Anders als Schulz hat Merkel freilich keinerlei inhaltliche Auseinandersetzung im Sinn. Die Amtsinhaberin drückt sich davor, wo sie nur kann, weshalb ihr Schulz auch schon Politikverweigerung vorgeworfen hat. Nach Einschätzung des Mainzer Politikwissenschaftlers Jürgen Falter ist diese Konstellation allerdings auch nicht verwunderlich. „Wofür Merkel steht, sieht man in ihrer Regierungspolitik. Sie muss nicht ständig neue Themen vorgeben“, sagt Falter. Ähnlich sieht es Forsa-Chef Manfred Güllner: „Mit Merkel verknüpfen die meisten Menschen wie schon 2013 auch jetzt wieder das Thema Sicherheit im weitesten Sinne“.

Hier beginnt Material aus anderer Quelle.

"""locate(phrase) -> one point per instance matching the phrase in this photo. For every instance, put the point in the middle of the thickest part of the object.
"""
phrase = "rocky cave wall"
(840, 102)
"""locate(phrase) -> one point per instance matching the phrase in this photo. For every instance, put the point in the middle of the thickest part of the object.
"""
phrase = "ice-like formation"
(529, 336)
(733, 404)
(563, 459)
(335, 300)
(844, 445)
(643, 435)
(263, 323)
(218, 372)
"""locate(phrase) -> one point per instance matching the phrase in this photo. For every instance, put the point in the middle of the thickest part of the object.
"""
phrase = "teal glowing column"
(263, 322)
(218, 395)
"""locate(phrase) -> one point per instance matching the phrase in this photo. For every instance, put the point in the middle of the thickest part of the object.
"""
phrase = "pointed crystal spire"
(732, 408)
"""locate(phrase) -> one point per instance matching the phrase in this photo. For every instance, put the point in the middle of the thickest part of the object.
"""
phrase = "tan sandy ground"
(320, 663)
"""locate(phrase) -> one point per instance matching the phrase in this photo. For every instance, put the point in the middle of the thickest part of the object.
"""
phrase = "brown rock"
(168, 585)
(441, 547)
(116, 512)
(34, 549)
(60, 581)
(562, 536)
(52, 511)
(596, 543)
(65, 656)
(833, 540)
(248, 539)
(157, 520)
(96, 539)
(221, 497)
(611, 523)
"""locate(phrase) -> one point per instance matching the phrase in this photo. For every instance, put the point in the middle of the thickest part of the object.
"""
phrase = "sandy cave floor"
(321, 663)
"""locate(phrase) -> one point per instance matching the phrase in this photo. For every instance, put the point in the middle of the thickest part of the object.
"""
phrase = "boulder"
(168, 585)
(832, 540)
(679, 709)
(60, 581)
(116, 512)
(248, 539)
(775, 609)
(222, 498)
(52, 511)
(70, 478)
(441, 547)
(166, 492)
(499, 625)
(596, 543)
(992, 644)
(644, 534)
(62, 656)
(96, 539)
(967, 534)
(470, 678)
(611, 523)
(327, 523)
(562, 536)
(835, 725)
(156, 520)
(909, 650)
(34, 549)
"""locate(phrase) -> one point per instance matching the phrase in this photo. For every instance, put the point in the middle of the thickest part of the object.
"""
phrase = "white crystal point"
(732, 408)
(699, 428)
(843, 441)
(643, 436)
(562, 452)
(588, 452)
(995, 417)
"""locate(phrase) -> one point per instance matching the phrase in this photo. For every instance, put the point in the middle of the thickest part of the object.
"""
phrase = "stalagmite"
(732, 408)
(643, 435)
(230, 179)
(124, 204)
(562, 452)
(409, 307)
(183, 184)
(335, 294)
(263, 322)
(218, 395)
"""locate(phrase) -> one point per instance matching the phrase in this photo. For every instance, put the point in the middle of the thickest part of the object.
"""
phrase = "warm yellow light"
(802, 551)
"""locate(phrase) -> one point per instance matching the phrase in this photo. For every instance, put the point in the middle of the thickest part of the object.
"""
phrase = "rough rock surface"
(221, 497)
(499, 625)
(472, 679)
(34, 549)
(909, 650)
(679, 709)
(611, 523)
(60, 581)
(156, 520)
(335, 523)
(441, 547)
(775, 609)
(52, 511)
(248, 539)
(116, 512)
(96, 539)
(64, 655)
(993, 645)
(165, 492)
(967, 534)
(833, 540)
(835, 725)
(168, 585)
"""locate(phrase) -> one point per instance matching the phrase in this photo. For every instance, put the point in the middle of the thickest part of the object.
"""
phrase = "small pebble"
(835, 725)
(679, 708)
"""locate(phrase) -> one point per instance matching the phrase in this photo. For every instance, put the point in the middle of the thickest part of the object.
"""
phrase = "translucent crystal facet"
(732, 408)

Die von Schulz initiierte Themenflut ist da zwar ein Kontrastprogramm, aber eben kein Standortvorteil. „Wer von Thema zu Thema springt, wird nicht ernst genommen, man gilt dann als unstet“, analysiert Falter. Und Güllner ergänzt: Die SPD müsse eine Klammer finden, worunter man einzelne Probleme packen könne „und woran man die Richtung erkennt“. Als gelungenes Beispiel nennt Güllner das SPD-Wahlkampfmotto von 1998. Es hieß „Innovation und Gerechtigkeit“. Damals fuhren die Sozialdemokraten am Ende 40,9 Prozent der Stimmen ein, was seinerzeit auch dem Verdruss über den Amtsinhaber Helmut Kohl geschuldet war. Für Merkel gilt das (noch) nicht. Und das ist sicher das größte Problem für Martin Schulz.